Take a walk through a forest and it seems the trees stand still like silent sentinels .
A tree is the ultimate individualist, right? Each one appears totally independent of the others.
That is, until you realize that trees talk to each other.
Yep. They talk to each other. Underground!
Suzanne Simard of the University of British Columbia in Vancouver did experiments that proved that trees pass information between themselves in a silent underground network. And not just between members of the same species. She found that Douglas fir and paper birch trees can transfer information across species’ lines.
It’s all a bit technical and sciencey, as she explains here, but, bottom line, she found the underground life of trees is alive with the transfer of information.
Basically their root systems can transfer stuff like carbon, nitrogen and phosphorus via something called mycelia.
What’s mycelia, you ask? Well, it’s all a bit technical and sciencey, but essentially it’s fungus. Fungal bodies are made up of a mass of thin threads, known as a mycelium. These threads act as a kind of underground internet, linking the roots of different plants, and passing nutrients and elements between them.
If you cover one tree in a forest with a huge plastic bag, like Suzanne Simard did, and pump it full of radioactive gas, like Suzanne Simard did, you will find that radioactivity occurs in the other trees in the forest. It was passed underground, via their roots systems and the mycelia.

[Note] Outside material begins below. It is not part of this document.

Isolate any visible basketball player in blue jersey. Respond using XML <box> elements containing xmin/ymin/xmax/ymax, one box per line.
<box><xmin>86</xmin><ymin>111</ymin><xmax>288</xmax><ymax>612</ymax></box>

So that tree in your garden is probably talking to the bush under your bedroom window right now.
Why is this cool? Because neighborhoods, towns and villages are like this too.
Take a walk through a new neighborhood and it looks like everyone keeps to themselves. They drive into their garages and keep their front doors closed. They shop silently in local stores. They jog by each other without any acknowledgement. At first glance they can look like forests of silent trees. They occupy similar space, but they have little or no connection.
But what if we thought of neighborhoods like forests? What if we assumed that there’s so much more going on under the surface than meets the eye? Maybe the neighborhood you think is silent is in fact communicating underground through the various webs and networks of conversation and social and commercial interaction that are invisible to the casual observer.
If scientists can learn to listen to trees, missional church leaders can surely learn to listen to their neighborhood.
The problem is too many church leaders are only casual observers when it comes to their neighborhoods. In my forthcoming book with Christiana Rice, To Alter Your World, we explore ways you can listen to your neighbors. It involves digging deep into the soil, and listening long and hard to what’s going on underneath the surface in your neighborhood.
It involves learning to read the kinds of social interactions people have, the ways they connect, the causes they’re concerned about, the forums they’ve developed. It involves reading how space is used. And how the built environment shapes communication. It involves learning the history of a place and understanding cultural and generational precedents.
Its actually a bit technical and sciencey, but I think it’s essential work for any missional leader. In future blog posts I’m going to unpack how to listen to your neighborhood like scientists listen to trees. So grab your lab coat. There’s work to be done.